Earlier this week I was in seat 27D on an American Airlines 737 flying from Dallas-Fort Worth to San Francisco. We were descending into SFO on the final leg of the flight when I glanced across the aisle and was surprised to see that the people in 27B and 27C—an older gentleman and a young woman, respectively—both had their cell phones out, and were furiously sending text messages.
I wasn’t in the mood to berate or tattle on my fellow passengers, so I didn’t say anything. But the texters were openly flouting at least four Federal Aviation Administration regulations: the one prohibiting the use of electronic devices during taxi, take-off, and landing; the one saying devices should be stowed away at those times; the one requiring compliance with crew instructions; and the one against activating the cellular functions of a phone in flight, period.
Obviously, the plane didn’t crash. And it wasn’t the possibility that the phones might interfere with the aircraft’s avionics that really bothered me—I tend to agree with my fellow journalist Nick Bilton that the FAA’s rules about technology on planes are sadly outdated.
No, what astonished me was that these two passengers clearly felt that the rules—and they are rules, whether we like them or not—didn’t apply to them. Their text messages were apparently so urgent that they couldn’t wait for another 10 minutes, when the plane would be on the ground.

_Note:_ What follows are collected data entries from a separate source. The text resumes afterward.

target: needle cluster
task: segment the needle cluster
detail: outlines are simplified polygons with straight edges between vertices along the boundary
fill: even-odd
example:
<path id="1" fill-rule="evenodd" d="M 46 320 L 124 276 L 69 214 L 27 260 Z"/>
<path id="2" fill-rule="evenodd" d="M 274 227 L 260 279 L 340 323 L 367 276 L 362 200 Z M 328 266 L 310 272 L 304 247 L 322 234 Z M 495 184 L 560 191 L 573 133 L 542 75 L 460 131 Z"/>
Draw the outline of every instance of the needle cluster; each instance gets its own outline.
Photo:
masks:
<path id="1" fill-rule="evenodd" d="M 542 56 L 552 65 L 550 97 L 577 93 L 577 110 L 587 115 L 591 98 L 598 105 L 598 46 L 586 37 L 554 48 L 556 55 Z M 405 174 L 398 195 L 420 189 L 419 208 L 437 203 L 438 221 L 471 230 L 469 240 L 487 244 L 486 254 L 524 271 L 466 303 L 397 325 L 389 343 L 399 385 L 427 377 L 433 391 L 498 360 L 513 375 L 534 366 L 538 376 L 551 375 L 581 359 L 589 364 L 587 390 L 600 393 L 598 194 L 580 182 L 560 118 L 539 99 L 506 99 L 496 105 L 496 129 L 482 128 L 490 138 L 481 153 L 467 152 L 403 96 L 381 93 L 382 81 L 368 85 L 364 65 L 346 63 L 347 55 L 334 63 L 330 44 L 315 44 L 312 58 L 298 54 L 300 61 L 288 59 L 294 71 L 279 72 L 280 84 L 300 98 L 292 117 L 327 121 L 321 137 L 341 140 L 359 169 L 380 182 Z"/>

It was hardly the first time I’ve seen passengers ignoring electronic-device regulations on flights. And I’ll confess that I’m an inadvertent violator myself: I once pulled out my phone at the end of a flight, only to find that I’d forgotten to turn it off. Again, with no catastrophic effects—but that’s not the point. The point is that many of us are now so wedded to our mobile devices that we feel we shouldn’t be asked to do without them, even for a few minutes. A lot of airline passengers seem to agree with Alec Baldwin that it’s their God-given right to play Words With Friends on their smartphones all the way up to 10,000 feet.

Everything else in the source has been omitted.